Complex tools with many parameters or behaviors need more documentation. Simple tools need less. This dimension scales expectations accordingly.

Parameters2/5

Does the description clarify parameter syntax, constraints, interactions, or defaults beyond what the schema provides?

Schema description coverage is only 11% (only org_id has a description), so the description must compensate but fails to do so. It mentions 'attributes' generally but doesn't explain what the 9 parameters represent, their relationships, or which are optional versus required beyond what the schema minimally indicates.

Input schemas describe structure but not intent. Descriptions should explain non-obvious parameter relationships and valid value ranges.

Purpose4/5

Does the description clearly state what the tool does and how it differs from similar tools?

The description clearly states the action ('Update attributes') and target resource ('existing Tembo instance'), which distinguishes it from sibling tools like create_instance and delete_instance.
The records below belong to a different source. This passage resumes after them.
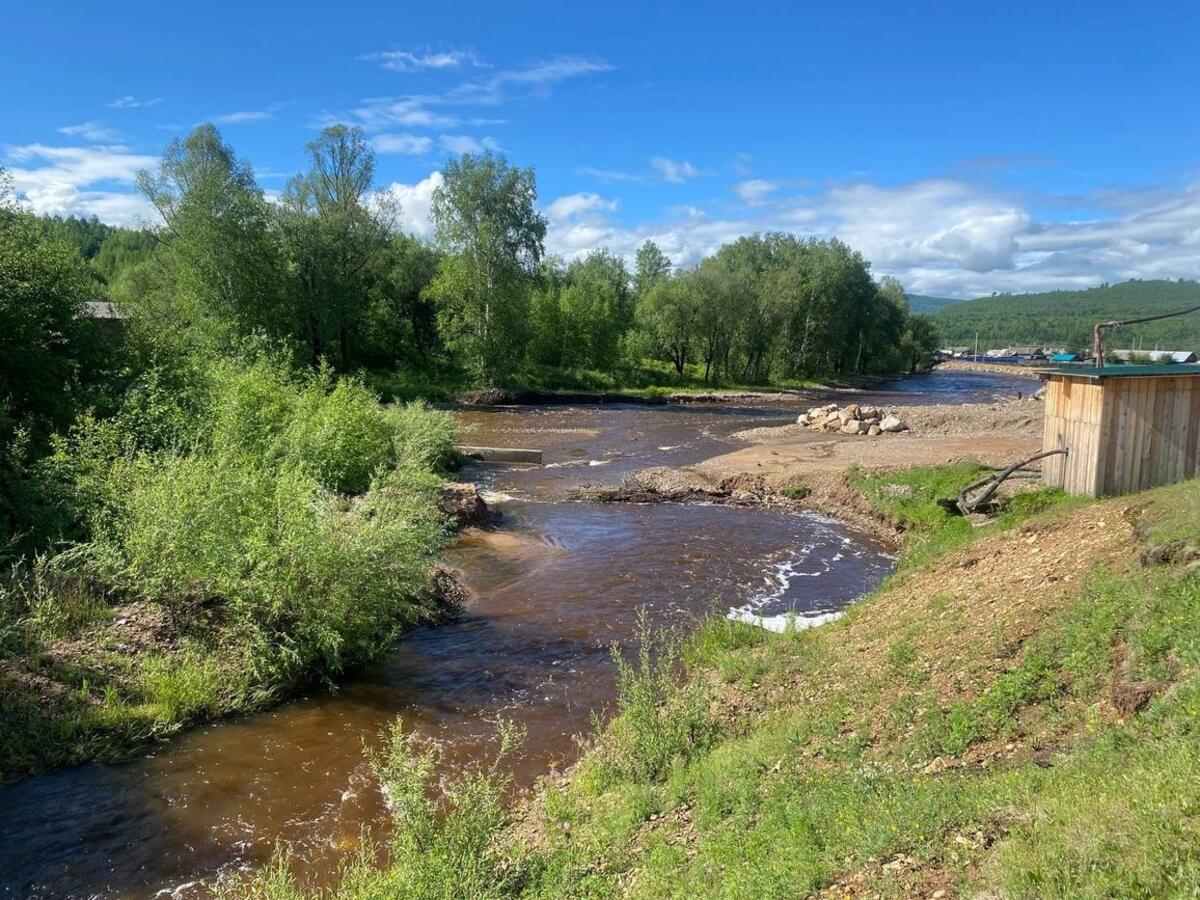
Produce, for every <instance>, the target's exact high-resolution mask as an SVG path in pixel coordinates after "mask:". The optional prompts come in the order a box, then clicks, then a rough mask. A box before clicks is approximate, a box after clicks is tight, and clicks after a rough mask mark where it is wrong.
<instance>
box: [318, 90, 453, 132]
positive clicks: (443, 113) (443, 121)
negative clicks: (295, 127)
mask: <svg viewBox="0 0 1200 900" xmlns="http://www.w3.org/2000/svg"><path fill="white" fill-rule="evenodd" d="M426 102H427V101H426V98H422V97H406V98H402V100H396V98H394V97H372V98H370V100H365V101H362V106H360V107H358V108H355V109H352V110H350V112H349V113H348V114H347V115H344V116H338V115H336V114H326V115H324V116H320V118H319V119H318V122H317V124H318V125H322V126H324V125H332V124H335V122H340V121H347V120H348V121H353V122H355V124H358V125H361V126H362V127H364V128H368V130H376V128H388V127H394V126H397V125H398V126H401V127H408V128H454V127H456V126H458V125H461V124H462V119H461V118H460V116H457V115H451V114H445V113H434V112H432V110H430V109H427V108H426Z"/></svg>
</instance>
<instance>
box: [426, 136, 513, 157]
mask: <svg viewBox="0 0 1200 900" xmlns="http://www.w3.org/2000/svg"><path fill="white" fill-rule="evenodd" d="M438 144H440V145H442V149H443V150H445V151H446V152H448V154H454V155H456V156H458V155H462V154H481V152H484V151H485V150H499V149H500V145H499V144H497V143H496V139H494V138H473V137H472V136H470V134H442V136H440V137H438Z"/></svg>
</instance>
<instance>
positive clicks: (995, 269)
mask: <svg viewBox="0 0 1200 900" xmlns="http://www.w3.org/2000/svg"><path fill="white" fill-rule="evenodd" d="M798 205H800V206H802V208H803V206H810V208H814V206H815V208H816V209H817V211H818V212H820V214H821V217H822V218H823V220H826V227H827V228H828V229H829V230H832V232H834V233H836V234H838V236H840V238H841V239H842V240H845V241H846V242H847V244H850V245H851V246H852V247H854V248H856V250H859V251H862V252H863V254H864V256H865V257H866V258H868V259H870V260H872V262H874V263H875V264H876V265H878V266H883V268H898V269H905V268H908V266H913V265H930V264H934V265H952V266H954V268H958V269H965V270H968V271H974V272H986V271H994V270H996V269H1010V268H1013V266H1014V265H1015V257H1016V252H1018V247H1019V245H1018V236H1019V235H1021V234H1022V233H1025V232H1026V230H1028V228H1030V226H1031V222H1032V220H1031V216H1030V215H1028V212H1026V211H1025V210H1024V209H1021V208H1019V206H1018V205H1015V204H1014V203H1012V202H1009V200H1006V199H1003V198H1000V197H995V196H990V194H988V193H984V192H982V191H980V190H978V188H974V187H972V186H970V185H966V184H964V182H960V181H950V180H947V179H930V180H924V181H912V182H908V184H905V185H899V186H895V187H881V186H878V185H874V184H868V182H862V184H854V185H845V186H836V187H834V188H832V190H829V191H828V192H827V193H826V194H824V196H822V197H820V198H818V199H817V202H816V203H815V204H814V203H811V202H802V203H800V204H798Z"/></svg>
However, it doesn't specify which attributes can be updated or the scope of changes, making it slightly less specific than ideal.

Agents choose between tools based on descriptions. A clear purpose with a specific verb and resource helps agents select the right tool.

Usage Guidelines2/5

Does the description explain when to use this tool, when not to, or what alternatives exist?

The description provides no guidance on when to use this tool versus alternatives like create_instance or restore_instance. There's no mention of prerequisites, constraints, or typical use cases, leaving the agent to infer usage from the tool name alone.

Agents often have multiple tools that could apply. Explicit usage guidance like "use X instead of Y when Z" prevents misuse.